The mongodb find command provides an option specifically for optimizing oplog positioning.

Must mongodb scan the whole table to locate oplog?

Basically, if your find set is oplog, the search condition is for the TS fieldgtegteqThe mongodb field will be optimized to locate the starting point quickly through binary search. When the standby node synchronously pulls the oplog, it actually takes this option, so that every time the standby node restarts, it can quickly find the synchronization starting point according to the last synchronization point, and then keep the synchronization.

Oploghack implementation

Because the students who ask questions are interested in internal implementation, here we simply list the key points. To have a deep understanding, we need to go deep into the details.
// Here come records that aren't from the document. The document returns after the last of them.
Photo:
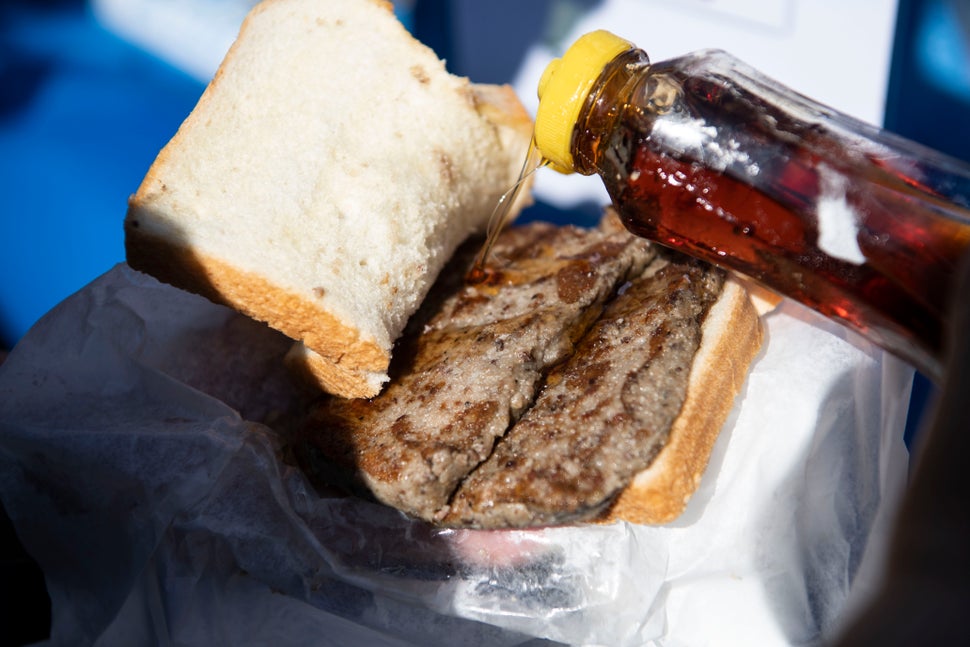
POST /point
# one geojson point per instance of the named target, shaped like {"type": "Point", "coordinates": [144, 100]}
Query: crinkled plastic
{"type": "Point", "coordinates": [142, 466]}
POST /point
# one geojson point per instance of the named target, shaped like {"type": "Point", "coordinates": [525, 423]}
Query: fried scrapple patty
{"type": "Point", "coordinates": [472, 365]}
{"type": "Point", "coordinates": [604, 413]}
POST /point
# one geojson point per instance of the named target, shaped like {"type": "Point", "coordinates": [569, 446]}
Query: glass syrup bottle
{"type": "Point", "coordinates": [705, 154]}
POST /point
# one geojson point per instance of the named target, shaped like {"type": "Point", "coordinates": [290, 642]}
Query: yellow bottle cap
{"type": "Point", "coordinates": [563, 88]}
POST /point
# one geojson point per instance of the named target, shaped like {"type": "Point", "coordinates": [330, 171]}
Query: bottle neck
{"type": "Point", "coordinates": [605, 104]}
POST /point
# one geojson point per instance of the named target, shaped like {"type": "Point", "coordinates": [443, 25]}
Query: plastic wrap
{"type": "Point", "coordinates": [143, 467]}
// src/monogo/db/query/get_executor.cpp
StatusWith<unique_ptr<PlanExecutor>> getExecutorFind(OperationContext* txn,
                                                     Collection* collection,
                                                     const NamespaceString& nss,
                                                     unique_ptr<CanonicalQuery> canonicalQuery,
                                                     PlanExecutor::YieldPolicy yieldPolicy) {
    //When building the find execution plan, if the oplogreplay option is found, take the optimization path
    if (NULL != collection && canonicalQuery->getQueryRequest().isOplogReplay()) {
        return getOplogStartHack(txn, collection, std::move(canonicalQuery));


    return getExecutor(
        txn, collection, std::move(canonicalQuery), PlanExecutor::YIELD_AUTO, options);
StatusWith<unique_ptr<PlanExecutor>> getOplogStartHack(OperationContext* txn,
                                                   Collection* collection,
                                                   unique_ptr<CanonicalQuery> cq) {

    // See if the RecordStore supports the oplogStartHack
    //If the underlying engine supports (WT support, mmapv1 does not support), find startloc according to the queried ts
    const BSONElement tsElem = extractOplogTsOptime(tsExpr);
    if (tsElem.type() == bsonTimestamp) {
        StatusWith<RecordId> goal = oploghack::keyForOptime(tsElem.timestamp());
        if (goal.isOK()) {
            //Finally, call Src / Mongo / db / storage / wiredtiger / wiredtiger_record_store. CPP:: oplogstarthack
            startLoc = collection->getRecordStore()->oplogStartHack(txn, goal.getValue());

     // Build our collection scan...
     //When building a full table scan parameter, bring startloc. The real execution will quickly locate this point
    CollectionScanParams params;
    params.collection = collection;
    params.start = *startLoc;
    params.direction = CollectionScanParams::FORWARD;
    params.tailable = cq->getQueryRequest().isTailable();

Author: Zhang Youdong

Read the original text

This is the original content of yunqi community, which can not be reproduced without permission.